Question: We are traveling to France with our dog, which was recently "eurochipped" for identification in Europe. We were provided a small bar-coded sticker with the microchip number, which I stuck on the last page of my passport for safekeeping and convenience. I am wondering, however, if I am inadvertently causing potential problems by placing a sticker in my passport. Do you have any advice on this matter?
--R. Zucker, Los Angeles
Answer: Advice? Mon Dieu, yes. Do not pass go, do not collect $200, but do get a new passport.
Why? Well, for openers, you're dealing with the French, for crying out loud. Further, you've altered your passport. You may just as well have pasted a sign on yourself that says, "Customs officials, harass me. Please."
OK, so I'm being a little hard on the French. It could be any country's agents, frankly, who decide you have messed up your passport. They might notice; they might not. But . . . .
"Defacing or altering any passport can raise questions and delay your travel," says Steve Royster, a spokesman for the State Department. "If he were the absolutely safe traveler, he would apply for a new passport. Otherwise, it's going to depend on the discretion of the border protection agents around the world." (For information, www.travel.state.gov.)

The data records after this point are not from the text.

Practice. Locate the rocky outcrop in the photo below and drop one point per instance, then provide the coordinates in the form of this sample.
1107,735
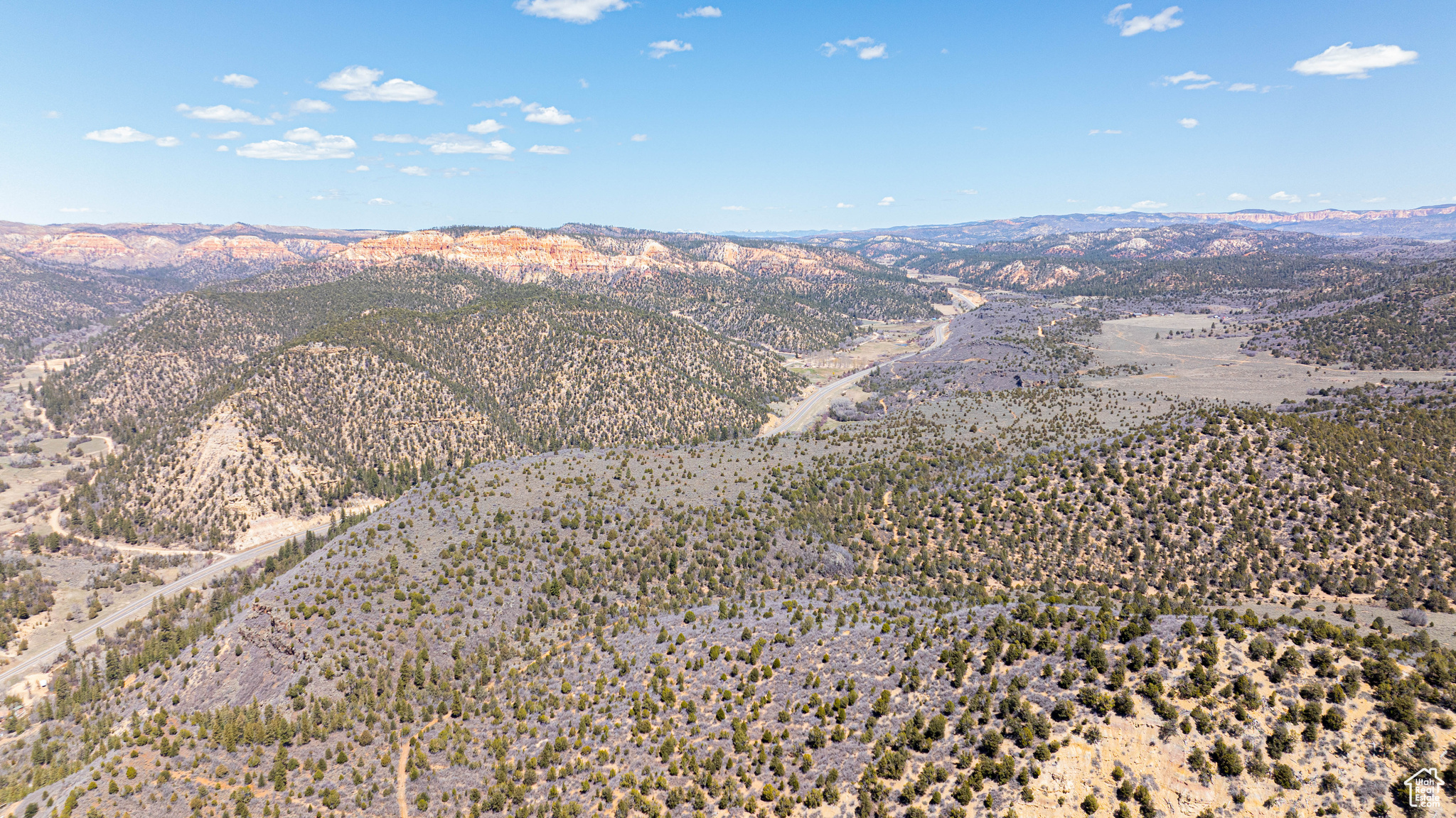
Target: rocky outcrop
197,251
516,255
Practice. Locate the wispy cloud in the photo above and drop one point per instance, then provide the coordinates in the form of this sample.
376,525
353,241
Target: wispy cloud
1354,63
459,143
300,144
311,107
1162,21
127,134
220,114
1145,204
865,47
1194,79
237,80
507,102
664,47
569,11
358,85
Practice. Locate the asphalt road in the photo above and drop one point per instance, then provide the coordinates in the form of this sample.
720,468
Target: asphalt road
820,401
41,658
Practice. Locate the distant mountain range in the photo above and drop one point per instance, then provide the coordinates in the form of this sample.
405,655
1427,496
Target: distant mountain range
1430,223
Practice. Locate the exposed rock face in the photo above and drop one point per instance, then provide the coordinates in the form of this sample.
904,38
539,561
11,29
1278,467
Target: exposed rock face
197,249
516,255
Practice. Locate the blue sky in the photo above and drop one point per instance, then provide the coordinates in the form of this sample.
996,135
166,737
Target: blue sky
781,115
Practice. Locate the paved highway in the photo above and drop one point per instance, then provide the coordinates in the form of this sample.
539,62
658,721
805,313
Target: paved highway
86,633
819,402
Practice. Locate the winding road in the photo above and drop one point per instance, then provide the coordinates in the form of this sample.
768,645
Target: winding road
819,402
108,620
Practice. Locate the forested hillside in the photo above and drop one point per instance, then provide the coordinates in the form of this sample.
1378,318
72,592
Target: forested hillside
232,407
897,618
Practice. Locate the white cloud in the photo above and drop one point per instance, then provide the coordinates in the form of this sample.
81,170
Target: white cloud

Zucker's passport problem, however, looks like a cakewalk compared with Suki's tribulations.
Suki is the 2-year-old German shepherd traveling to France with him. Among the requirements for dogs (and cats and, apparently, ferrets) are microchips or tattoos identifying the animal (although the latter are acceptable only until 2011, when the chip will become mandatory).
So Suki got a chip. Turns out that chip is incompatible with French systems. Importing an animal with a different kind of chip means you may need to tote your own chip reader. (To read more, go to www.pettravel.com.)
Zucker, exasperated, has decided to get Suki a tattoo. Perhaps it could say, "Bonne chance." They're both going to need all the luck they can get.